Raney et. al (2003) compared interactive websites with other forms of entertaining websites on

attitudes toward auto brands, auto websites and purchase intentions. Similarly, Coyle and

Thorson (2001) and Wu (1999) empirically tested the influence of website interactivity on users’

attitude toward the website.

Relationship between Store Attributes, Satisfaction, and Loyalty

Support for a positive satisfaction-loyalty relationship (Rust and Zahorik 1993) is also

evident for retail stores. For example, Bloemer and Ruyter (1998) have shown that customer

satisfaction is an antecedent to store loyalty while Baker-Prewitt and Sivadas (2000) found that

satisfaction positively affects store loyalty through repurchase intentions.

Even though the importance of customers’ length of store visit has been recognized in

both academia and practice, retailer loyalty is primarily measured through repeat patronage (e.g.

Sivadas and Baker-Prewitt 2000; Corstjens and Lal 2000). Morrison (2001), for example,

pointed out the role of store atmosphere in customer visit lengths; however, measurement

difficulties prevent its operational use.

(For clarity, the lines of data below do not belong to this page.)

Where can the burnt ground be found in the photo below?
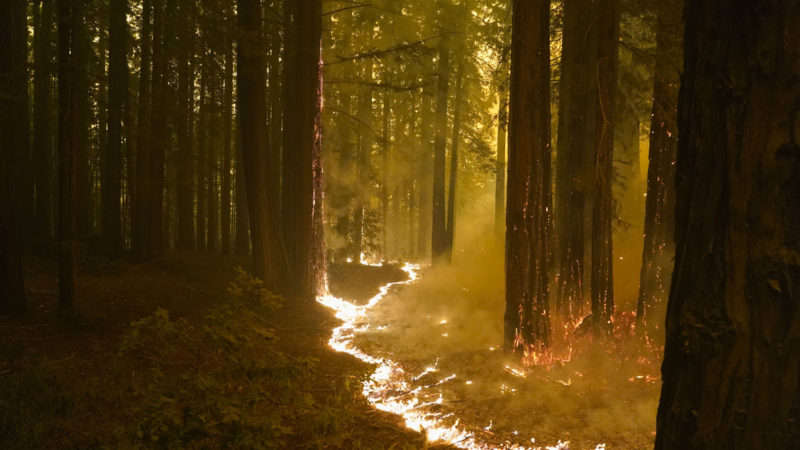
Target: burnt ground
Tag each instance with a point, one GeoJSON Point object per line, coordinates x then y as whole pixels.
{"type": "Point", "coordinates": [76, 351]}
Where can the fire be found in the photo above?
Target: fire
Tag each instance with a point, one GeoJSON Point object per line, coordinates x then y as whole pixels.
{"type": "Point", "coordinates": [389, 387]}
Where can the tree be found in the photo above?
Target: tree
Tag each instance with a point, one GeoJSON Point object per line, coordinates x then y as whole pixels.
{"type": "Point", "coordinates": [139, 213]}
{"type": "Point", "coordinates": [268, 257]}
{"type": "Point", "coordinates": [730, 370]}
{"type": "Point", "coordinates": [302, 187]}
{"type": "Point", "coordinates": [500, 168]}
{"type": "Point", "coordinates": [527, 316]}
{"type": "Point", "coordinates": [575, 148]}
{"type": "Point", "coordinates": [659, 219]}
{"type": "Point", "coordinates": [602, 204]}
{"type": "Point", "coordinates": [42, 124]}
{"type": "Point", "coordinates": [70, 62]}
{"type": "Point", "coordinates": [13, 80]}
{"type": "Point", "coordinates": [117, 91]}
{"type": "Point", "coordinates": [439, 219]}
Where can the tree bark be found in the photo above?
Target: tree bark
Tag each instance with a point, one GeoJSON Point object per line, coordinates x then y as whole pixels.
{"type": "Point", "coordinates": [42, 124]}
{"type": "Point", "coordinates": [527, 316]}
{"type": "Point", "coordinates": [158, 130]}
{"type": "Point", "coordinates": [12, 24]}
{"type": "Point", "coordinates": [603, 199]}
{"type": "Point", "coordinates": [453, 182]}
{"type": "Point", "coordinates": [139, 214]}
{"type": "Point", "coordinates": [70, 17]}
{"type": "Point", "coordinates": [659, 218]}
{"type": "Point", "coordinates": [268, 257]}
{"type": "Point", "coordinates": [302, 193]}
{"type": "Point", "coordinates": [185, 157]}
{"type": "Point", "coordinates": [576, 109]}
{"type": "Point", "coordinates": [227, 115]}
{"type": "Point", "coordinates": [438, 214]}
{"type": "Point", "coordinates": [731, 370]}
{"type": "Point", "coordinates": [500, 167]}
{"type": "Point", "coordinates": [117, 90]}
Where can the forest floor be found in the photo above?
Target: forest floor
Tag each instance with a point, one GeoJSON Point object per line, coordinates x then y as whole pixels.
{"type": "Point", "coordinates": [156, 356]}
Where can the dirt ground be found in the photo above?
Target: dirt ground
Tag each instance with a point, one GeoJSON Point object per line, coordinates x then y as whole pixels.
{"type": "Point", "coordinates": [111, 295]}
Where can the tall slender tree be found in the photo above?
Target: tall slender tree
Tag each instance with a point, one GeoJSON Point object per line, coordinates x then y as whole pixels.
{"type": "Point", "coordinates": [602, 203]}
{"type": "Point", "coordinates": [527, 315]}
{"type": "Point", "coordinates": [117, 90]}
{"type": "Point", "coordinates": [730, 370]}
{"type": "Point", "coordinates": [12, 83]}
{"type": "Point", "coordinates": [139, 213]}
{"type": "Point", "coordinates": [439, 240]}
{"type": "Point", "coordinates": [268, 257]}
{"type": "Point", "coordinates": [42, 123]}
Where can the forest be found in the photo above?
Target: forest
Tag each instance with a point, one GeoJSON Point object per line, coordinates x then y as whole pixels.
{"type": "Point", "coordinates": [400, 224]}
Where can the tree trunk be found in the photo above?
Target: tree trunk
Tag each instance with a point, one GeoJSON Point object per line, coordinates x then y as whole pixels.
{"type": "Point", "coordinates": [242, 243]}
{"type": "Point", "coordinates": [227, 115]}
{"type": "Point", "coordinates": [425, 174]}
{"type": "Point", "coordinates": [202, 150]}
{"type": "Point", "coordinates": [117, 90]}
{"type": "Point", "coordinates": [12, 25]}
{"type": "Point", "coordinates": [212, 168]}
{"type": "Point", "coordinates": [500, 167]}
{"type": "Point", "coordinates": [603, 201]}
{"type": "Point", "coordinates": [70, 16]}
{"type": "Point", "coordinates": [302, 192]}
{"type": "Point", "coordinates": [527, 316]}
{"type": "Point", "coordinates": [731, 370]}
{"type": "Point", "coordinates": [158, 130]}
{"type": "Point", "coordinates": [42, 127]}
{"type": "Point", "coordinates": [185, 157]}
{"type": "Point", "coordinates": [385, 175]}
{"type": "Point", "coordinates": [575, 141]}
{"type": "Point", "coordinates": [439, 219]}
{"type": "Point", "coordinates": [659, 216]}
{"type": "Point", "coordinates": [451, 192]}
{"type": "Point", "coordinates": [268, 258]}
{"type": "Point", "coordinates": [139, 215]}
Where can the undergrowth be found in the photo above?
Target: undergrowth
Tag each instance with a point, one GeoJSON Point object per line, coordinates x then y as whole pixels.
{"type": "Point", "coordinates": [222, 383]}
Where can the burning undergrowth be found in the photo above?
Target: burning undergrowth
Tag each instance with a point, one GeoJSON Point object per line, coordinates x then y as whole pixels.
{"type": "Point", "coordinates": [437, 345]}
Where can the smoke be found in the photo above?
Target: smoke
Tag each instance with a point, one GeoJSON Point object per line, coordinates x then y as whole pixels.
{"type": "Point", "coordinates": [447, 332]}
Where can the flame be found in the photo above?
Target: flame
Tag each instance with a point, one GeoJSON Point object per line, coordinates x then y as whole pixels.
{"type": "Point", "coordinates": [387, 389]}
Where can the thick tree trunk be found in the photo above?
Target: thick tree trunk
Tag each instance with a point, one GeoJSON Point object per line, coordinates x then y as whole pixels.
{"type": "Point", "coordinates": [117, 90]}
{"type": "Point", "coordinates": [731, 370]}
{"type": "Point", "coordinates": [268, 257]}
{"type": "Point", "coordinates": [576, 110]}
{"type": "Point", "coordinates": [302, 192]}
{"type": "Point", "coordinates": [656, 270]}
{"type": "Point", "coordinates": [12, 24]}
{"type": "Point", "coordinates": [42, 126]}
{"type": "Point", "coordinates": [139, 213]}
{"type": "Point", "coordinates": [500, 167]}
{"type": "Point", "coordinates": [438, 214]}
{"type": "Point", "coordinates": [527, 316]}
{"type": "Point", "coordinates": [603, 199]}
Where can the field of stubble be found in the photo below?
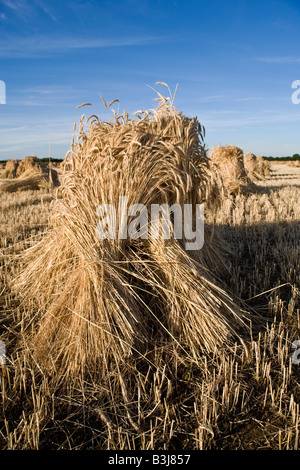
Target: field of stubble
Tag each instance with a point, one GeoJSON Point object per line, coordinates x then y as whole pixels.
{"type": "Point", "coordinates": [248, 399]}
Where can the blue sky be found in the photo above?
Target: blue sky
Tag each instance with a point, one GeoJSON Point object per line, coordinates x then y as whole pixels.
{"type": "Point", "coordinates": [234, 62]}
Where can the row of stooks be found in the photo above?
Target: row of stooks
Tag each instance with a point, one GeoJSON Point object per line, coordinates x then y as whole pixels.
{"type": "Point", "coordinates": [237, 171]}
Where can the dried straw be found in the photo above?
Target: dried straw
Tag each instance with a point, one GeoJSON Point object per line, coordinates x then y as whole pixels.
{"type": "Point", "coordinates": [227, 162]}
{"type": "Point", "coordinates": [99, 302]}
{"type": "Point", "coordinates": [28, 174]}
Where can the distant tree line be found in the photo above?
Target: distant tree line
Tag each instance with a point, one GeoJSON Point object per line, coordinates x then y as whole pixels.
{"type": "Point", "coordinates": [296, 156]}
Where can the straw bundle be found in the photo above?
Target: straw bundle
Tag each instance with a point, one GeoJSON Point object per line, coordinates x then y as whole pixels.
{"type": "Point", "coordinates": [263, 167]}
{"type": "Point", "coordinates": [252, 167]}
{"type": "Point", "coordinates": [228, 164]}
{"type": "Point", "coordinates": [10, 170]}
{"type": "Point", "coordinates": [28, 174]}
{"type": "Point", "coordinates": [104, 300]}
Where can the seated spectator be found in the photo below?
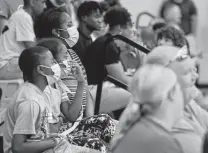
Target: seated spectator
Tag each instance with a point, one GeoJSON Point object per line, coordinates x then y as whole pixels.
{"type": "Point", "coordinates": [27, 111]}
{"type": "Point", "coordinates": [19, 36]}
{"type": "Point", "coordinates": [101, 60]}
{"type": "Point", "coordinates": [159, 98]}
{"type": "Point", "coordinates": [50, 29]}
{"type": "Point", "coordinates": [6, 12]}
{"type": "Point", "coordinates": [173, 37]}
{"type": "Point", "coordinates": [193, 124]}
{"type": "Point", "coordinates": [93, 132]}
{"type": "Point", "coordinates": [90, 19]}
{"type": "Point", "coordinates": [188, 13]}
{"type": "Point", "coordinates": [172, 15]}
{"type": "Point", "coordinates": [170, 36]}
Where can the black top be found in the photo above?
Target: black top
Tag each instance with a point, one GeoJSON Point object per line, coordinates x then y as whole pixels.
{"type": "Point", "coordinates": [97, 56]}
{"type": "Point", "coordinates": [188, 9]}
{"type": "Point", "coordinates": [83, 42]}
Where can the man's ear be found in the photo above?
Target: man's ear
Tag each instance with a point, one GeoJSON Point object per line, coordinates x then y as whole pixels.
{"type": "Point", "coordinates": [56, 32]}
{"type": "Point", "coordinates": [40, 70]}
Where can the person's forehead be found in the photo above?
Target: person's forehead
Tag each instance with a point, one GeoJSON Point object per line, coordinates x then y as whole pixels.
{"type": "Point", "coordinates": [96, 12]}
{"type": "Point", "coordinates": [64, 18]}
{"type": "Point", "coordinates": [46, 58]}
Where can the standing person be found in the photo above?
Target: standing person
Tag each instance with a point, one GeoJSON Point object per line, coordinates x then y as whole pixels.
{"type": "Point", "coordinates": [101, 60]}
{"type": "Point", "coordinates": [54, 24]}
{"type": "Point", "coordinates": [91, 131]}
{"type": "Point", "coordinates": [151, 133]}
{"type": "Point", "coordinates": [19, 36]}
{"type": "Point", "coordinates": [188, 12]}
{"type": "Point", "coordinates": [89, 15]}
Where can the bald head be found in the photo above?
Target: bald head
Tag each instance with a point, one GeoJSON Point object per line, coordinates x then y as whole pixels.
{"type": "Point", "coordinates": [162, 55]}
{"type": "Point", "coordinates": [151, 83]}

Loyalty to a website is similar to loyalty to a retail store in the offline environment. In the

online environment, loyalty is frequently measured as repeat visits to websites. It is feasible,

however, to measure behavioral stickiness in terms of length of the time a user stays within a

website. Gillespie, et. al. (1999), focusing on the cognitive component of loyalty, defined loyalty

to a website as the degree to which it attracts users to stay at the site and to get users to return for

repeat visits. Crockett (2000) focused on the behavioral component of loyalty and argued that

the two dimensions of online loyalty are (1) the number of minutes visitors stay at a site and (2)

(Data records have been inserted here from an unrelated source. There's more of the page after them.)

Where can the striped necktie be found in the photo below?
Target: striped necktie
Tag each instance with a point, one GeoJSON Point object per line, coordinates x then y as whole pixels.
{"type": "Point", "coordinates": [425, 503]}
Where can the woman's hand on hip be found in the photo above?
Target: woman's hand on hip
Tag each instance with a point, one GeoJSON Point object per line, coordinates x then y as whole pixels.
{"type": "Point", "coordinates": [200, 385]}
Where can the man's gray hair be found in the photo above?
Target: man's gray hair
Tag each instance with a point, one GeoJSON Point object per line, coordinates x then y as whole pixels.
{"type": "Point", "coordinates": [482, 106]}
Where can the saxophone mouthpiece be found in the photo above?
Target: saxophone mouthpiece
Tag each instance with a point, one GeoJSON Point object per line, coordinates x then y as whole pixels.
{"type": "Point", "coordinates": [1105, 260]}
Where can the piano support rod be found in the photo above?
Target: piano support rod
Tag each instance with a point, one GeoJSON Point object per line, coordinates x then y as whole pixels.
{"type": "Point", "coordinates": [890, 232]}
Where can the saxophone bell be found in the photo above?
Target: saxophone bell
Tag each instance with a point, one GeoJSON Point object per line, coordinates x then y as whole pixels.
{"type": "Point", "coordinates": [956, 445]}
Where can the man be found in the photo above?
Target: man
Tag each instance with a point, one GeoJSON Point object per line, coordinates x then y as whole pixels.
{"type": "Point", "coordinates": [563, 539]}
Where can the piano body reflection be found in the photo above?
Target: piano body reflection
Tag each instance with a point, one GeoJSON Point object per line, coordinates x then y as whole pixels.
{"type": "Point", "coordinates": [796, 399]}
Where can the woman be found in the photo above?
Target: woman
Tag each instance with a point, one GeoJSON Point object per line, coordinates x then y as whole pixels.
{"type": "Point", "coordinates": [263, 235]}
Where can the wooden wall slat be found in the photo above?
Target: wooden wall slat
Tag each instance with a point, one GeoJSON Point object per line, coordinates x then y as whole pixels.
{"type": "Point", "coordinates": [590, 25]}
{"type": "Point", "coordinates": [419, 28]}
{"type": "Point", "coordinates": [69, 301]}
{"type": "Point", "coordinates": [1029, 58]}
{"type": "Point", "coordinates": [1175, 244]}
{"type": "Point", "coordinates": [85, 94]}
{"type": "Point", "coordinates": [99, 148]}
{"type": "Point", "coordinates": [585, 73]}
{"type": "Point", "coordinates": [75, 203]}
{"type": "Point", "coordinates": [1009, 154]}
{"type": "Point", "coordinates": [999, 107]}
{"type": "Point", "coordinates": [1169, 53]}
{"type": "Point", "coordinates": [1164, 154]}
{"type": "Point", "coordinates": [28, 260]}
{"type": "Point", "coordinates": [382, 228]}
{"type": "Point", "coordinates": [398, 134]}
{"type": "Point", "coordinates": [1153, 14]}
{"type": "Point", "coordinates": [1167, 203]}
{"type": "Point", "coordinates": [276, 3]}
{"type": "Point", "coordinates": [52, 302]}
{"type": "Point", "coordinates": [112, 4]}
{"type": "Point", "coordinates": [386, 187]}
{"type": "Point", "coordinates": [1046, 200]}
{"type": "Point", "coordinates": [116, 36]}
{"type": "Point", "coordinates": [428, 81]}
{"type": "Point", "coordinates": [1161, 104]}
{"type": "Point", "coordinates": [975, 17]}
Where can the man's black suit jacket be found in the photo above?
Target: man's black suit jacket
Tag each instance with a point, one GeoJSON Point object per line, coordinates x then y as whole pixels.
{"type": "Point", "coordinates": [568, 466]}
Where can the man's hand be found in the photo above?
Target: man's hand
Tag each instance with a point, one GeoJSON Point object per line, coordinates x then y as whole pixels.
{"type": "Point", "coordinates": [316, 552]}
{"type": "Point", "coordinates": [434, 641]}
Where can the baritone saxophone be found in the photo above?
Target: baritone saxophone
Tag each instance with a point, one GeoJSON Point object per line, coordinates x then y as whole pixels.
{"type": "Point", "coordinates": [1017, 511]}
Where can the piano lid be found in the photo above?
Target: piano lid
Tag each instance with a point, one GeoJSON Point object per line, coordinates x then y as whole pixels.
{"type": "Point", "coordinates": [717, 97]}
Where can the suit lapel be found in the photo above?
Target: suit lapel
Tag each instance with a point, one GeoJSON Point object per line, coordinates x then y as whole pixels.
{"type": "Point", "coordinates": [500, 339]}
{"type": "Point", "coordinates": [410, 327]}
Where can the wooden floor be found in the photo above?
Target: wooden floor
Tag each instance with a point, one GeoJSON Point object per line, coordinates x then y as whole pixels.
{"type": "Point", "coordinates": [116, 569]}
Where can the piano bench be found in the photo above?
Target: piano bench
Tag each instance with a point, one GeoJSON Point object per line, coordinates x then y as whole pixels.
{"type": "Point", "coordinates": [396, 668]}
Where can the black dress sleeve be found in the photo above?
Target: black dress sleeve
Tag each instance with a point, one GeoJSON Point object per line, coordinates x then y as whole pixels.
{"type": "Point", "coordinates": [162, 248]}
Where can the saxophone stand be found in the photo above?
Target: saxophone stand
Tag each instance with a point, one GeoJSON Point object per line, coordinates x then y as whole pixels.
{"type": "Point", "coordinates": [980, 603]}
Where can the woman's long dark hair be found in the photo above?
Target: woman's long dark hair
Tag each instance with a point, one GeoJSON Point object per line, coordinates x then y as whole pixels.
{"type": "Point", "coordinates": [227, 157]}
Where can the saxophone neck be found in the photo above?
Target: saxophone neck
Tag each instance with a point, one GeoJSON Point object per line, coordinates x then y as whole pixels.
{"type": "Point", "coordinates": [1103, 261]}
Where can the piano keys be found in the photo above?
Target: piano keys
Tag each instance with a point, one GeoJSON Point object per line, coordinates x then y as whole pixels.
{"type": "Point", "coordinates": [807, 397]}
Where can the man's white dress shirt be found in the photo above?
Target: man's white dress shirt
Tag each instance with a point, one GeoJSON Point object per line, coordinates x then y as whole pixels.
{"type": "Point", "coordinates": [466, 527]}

the frequency with which they return.

7

Empirical research on relationships between online store attributes and satisfaction and

loyalty is limited. While Baker (1986) and Bitner (1992) proposed categories of attributes that

impact consumer responses to retailer cues, Eroglu, Machleit and Davis (2003) argue that these

typologies do not easily translate into the online world. Instead, they separate cues into high-task

and low-task relevant and attempt to relate their influence on satisfaction mediated through

responses such as pleasure and arousal. Similarly, Park and Kim (2003) propose a specific

concept of “information satisfaction” conceptualized as “an emotional reaction to the experience

provided by the overall information service” (p. 18) which is impacted by online attributes such

as “user interface quality”, “product information quality” etc. Limited research exists to support

a positive relationship between interactivity and satisfaction (Rafaeli 1988; Rafaeli and

Sudweeks 1997; Liu 2002; Liu and Shrum 2002; Dholakia et. al. 2001). For example, Liu and

Shrum (2002) argued that all three dimensions of interactivity - active control, two-way

communication, and synchronicity - are positively related to user satisfaction since

controllability leads to general psychological well-being, and two-way communication and

synchronicity decrease the frustration related to waiting and feeling of ignored. Liu (2002)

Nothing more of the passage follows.